AutoML for Data Augmentation

2019-04-01 09:26:19

This blog is copied from: https://blog.insightdatascience.com/automl-for-data-augmentation-e87cf692c366

 

DeepAugment is an AutoML tool focusing on data augmentation. It utilizes Bayesian optimization for discovering data augmentation strategies tailored to your image dataset. The main benefits and features of DeepAugment are:

  • Reduces the error rate of CNN models (showed 60% decrease in error for CIFAR10 on WRN-28–10)
  • Saves time by automating the process
  • 50 times faster than Google’s previous solution–AutoAugment

The finished package is on PyPI. You can install it from your terminal by running:

$ pip install deepaugment

You can also visit the project’s README or run the Google Colab notebook tutorial. To learn more about how I built this, read on!

Introduction

Data is the most critical piece of AI applications. Not having enough labeled data often leads to overfitting, which means the model will not be able to generalize to unseen examples. This can be mitigated by data augmentation, which effectively increases the amount and diversity of data seen by the network. It is done by artificially producing new data by applying transformations on an original dataset such as rotation, cropping, occlusion, etc. However, determining which augmentations will work best for the dataset at hand is no trivial task. To address this problem, Google published AutoAugment last year, which discovers optimized augmentations for the given dataset using reinforcement learning.

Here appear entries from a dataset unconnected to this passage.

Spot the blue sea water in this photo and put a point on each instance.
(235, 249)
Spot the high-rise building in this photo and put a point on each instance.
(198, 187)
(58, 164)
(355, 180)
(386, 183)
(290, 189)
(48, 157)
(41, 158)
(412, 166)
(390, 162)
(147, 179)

Using Google’s AutoAugment requires powerful computational resources due to the reinforcement learning module. Since obtaining the necessary computational power can be costly, I developed a novel approach, DeepAugment, which employs Bayesian optimization instead of reinforcement learning.

Ways to get better data

Efforts to improve the quality of data often have a higher return on investment than efforts to enhance models. There are three main ways to improve data: collecting more data, synthesizing new data, or augmenting existing data. Collecting additional data is not always possible and can be expensive. Data synthesis, done by GANs, is promising but complicated, and might diverge from realistic examples.

 

Data augmentation, on the other hand, is simple and has high impact. It is applicable to most datasets and is done with simple image transformations. The problem, however, is determining which augmentation technique is best for the dataset at hand. Discovering the proper method requires time-consuming experimentation. Even after many experiments, a machine learning (ML) engineer may still not discover the best option.

Effective augmentation strategies are different for each image dataset, and some augmentation techniques may even be detrimental to the model. For example, applying rotations would make your model worse if you are using it with the MNIST digits dataset, because a 180 degree rotation on a “6” would make it look like a “9”, while still being labeled as a 6. On the other hand, applying rotation to satellite images can improve results significantly since a car image from the air will still be a car, no matter how much it is rotated.

DeepAugment: lightning fast autoML

DeepAugment is designed as a fast and flexible autoML data augmentation solution. More specifically, it is designed as a faster and more flexible alternative to AutoAugment (Cubuk et al., 2018blog). AutoAugment was one of the most exciting publications in 2018, and the first method using reinforcement learning for this particular problem. At the time of this article, the open source version of AutoAugment did not provide the controller module, which prevents users from running it for their own datasets. Moreover, it takes 15,000 iterations to learn augmentation policies, requiring huge computational resources. Most people could not benefit from it even if its source code was fully available.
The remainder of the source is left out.